Il passo successivo, quindi, fu un formidabile gruppo funk il cui primo album, Head Hunters, con il suo singolo di successo influenzato da Sly Stone, “Chameleon”, divenne l’LP jazz più venduto fino a quel momento. Maneggiando lui stesso tutti i sintetizzatori, la composizione pesantemente ritmica di Hancock divenne spesso parte della sezione ritmica, mitigata da interludi delle vecchie armonie urbane. Hancock registrò diversi album elettrici di qualità per lo più superiore negli anni ’70, seguiti da una svolta in discoteca verso la fine del decennio.
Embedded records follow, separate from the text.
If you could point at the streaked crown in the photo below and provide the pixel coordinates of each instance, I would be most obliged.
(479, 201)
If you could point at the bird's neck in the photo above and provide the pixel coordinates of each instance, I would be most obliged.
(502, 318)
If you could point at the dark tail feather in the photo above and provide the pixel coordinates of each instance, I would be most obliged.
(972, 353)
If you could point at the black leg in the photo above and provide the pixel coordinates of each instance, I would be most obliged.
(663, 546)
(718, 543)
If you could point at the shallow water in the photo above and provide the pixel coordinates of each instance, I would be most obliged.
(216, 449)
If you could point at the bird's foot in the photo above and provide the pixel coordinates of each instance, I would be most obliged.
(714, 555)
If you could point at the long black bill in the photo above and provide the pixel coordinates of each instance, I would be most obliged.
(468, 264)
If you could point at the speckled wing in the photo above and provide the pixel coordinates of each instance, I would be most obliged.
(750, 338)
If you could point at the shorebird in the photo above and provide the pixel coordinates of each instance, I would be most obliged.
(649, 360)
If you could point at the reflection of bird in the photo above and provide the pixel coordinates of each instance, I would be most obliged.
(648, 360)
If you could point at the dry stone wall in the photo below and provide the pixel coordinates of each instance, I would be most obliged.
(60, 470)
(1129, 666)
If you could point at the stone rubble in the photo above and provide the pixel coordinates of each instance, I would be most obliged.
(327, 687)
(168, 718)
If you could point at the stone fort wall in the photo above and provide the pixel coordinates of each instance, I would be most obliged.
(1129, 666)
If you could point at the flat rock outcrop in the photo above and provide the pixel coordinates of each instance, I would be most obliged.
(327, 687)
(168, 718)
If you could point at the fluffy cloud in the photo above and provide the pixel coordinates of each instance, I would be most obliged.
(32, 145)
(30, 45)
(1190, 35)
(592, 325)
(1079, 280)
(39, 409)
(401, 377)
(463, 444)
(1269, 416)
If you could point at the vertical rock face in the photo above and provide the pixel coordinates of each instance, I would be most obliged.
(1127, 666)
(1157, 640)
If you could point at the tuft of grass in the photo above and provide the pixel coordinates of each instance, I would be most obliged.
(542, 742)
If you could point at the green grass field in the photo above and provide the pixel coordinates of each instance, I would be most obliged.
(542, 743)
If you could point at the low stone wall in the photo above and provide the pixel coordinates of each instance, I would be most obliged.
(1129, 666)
Nel frattempo, Hancock rifiutò di abbandonare il jazz acustico. Dopo una riunione del quintetto di Miles Davis del 1965 (Hancock, Ron Carter, Tony Williams, Wayne Shorter e Freddie Hubbard che sostituiva Miles) al Newport Jazz Festival di New York del 1976, andarono in tour l’anno seguente come V.S.O.P. L’acclamazione quasi universale delle riunioni dimostrò che Hancock era ancora una balena di pianista; che la direzione post-bop sciolta di Miles della metà degli anni ’60 era tutt’altro che esaurita; e che l’ora di un revival neo-tradizionale era vicina, e finalmente portò i suoi frutti negli anni ’80 con Wynton Marsalis e i suoi simili. I V.S.O.P. hanno continuato a tenere sporadiche riunioni fino al 1992, anche se la morte dell’indispensabile Williams nel 1997 ha messo in dubbio che queste riunioni potessero continuare.
Hancock continuò i suoi modi camaleontici negli anni ’80: ottenendo un successo su MTV nel 1983 con il singolo “Rockit” (accompagnato da un sorprendente video), guidato da un graffio e influenzato dall’elettronica; lanciando un’eccitante collaborazione con il virtuoso del kora del Gambia Foday Musa Suso che culminò nello swingante album dal vivo Jazz Africa del 1986; facendo colonne sonore per film e suonando in festival e tour con i fratelli Marsalis, George Benson, Michael Brecker e molti altri. Dopo il suo album techno-pop del 1988, Perfect Machine, Hancock lasciò la Columbia (la sua etichetta dal 1973), firmò un contratto con la Qwest che non portò praticamente a nulla (salvo A Tribute to Miles nel 1992), e finalmente fece un accordo con la Polygram nel 1994 per registrare jazz per la Verve e pubblicare album pop su Mercury.
In piena età giovanile, la curiosità, la versatilità e la capacità di crescita di Hancock non mostrano segni di cedimento, e nel 1998 pubblica Gershwin’s World. La sua curiosità per la fusione di musica elettronica e jazz continuò con Future 2 Future del 2001, ma continuò anche a esplorare il futuro del jazz contemporaneo straight-ahead con Possibilities del 2005. Un intrigante album di trattamenti jazz di composizioni di Joni Mitchell chiamato River: The Joni Letters è uscito nel 2007 e ha vinto un Grammy per l’album dell’anno nel 2008. Due anni dopo, Hancock ha pubblicato il suo album The Imagine Project, registrato in sette paesi con una serie di collaboratori tra cui Dave Matthews, Juanes e Wayne Shorter. È stato anche nominato presidente creativo della Nuova Filarmonica di Los Angeles. Nel 2013, è stato il destinatario di un premio Kennedy Center Honors, riconosciuto per il suo contributo alle arti dello spettacolo americano. Un’edizione espansa per il decimo anniversario di River: The Joni Letters è stata pubblicata nel 2017, e continua ad esibirsi regolarmente.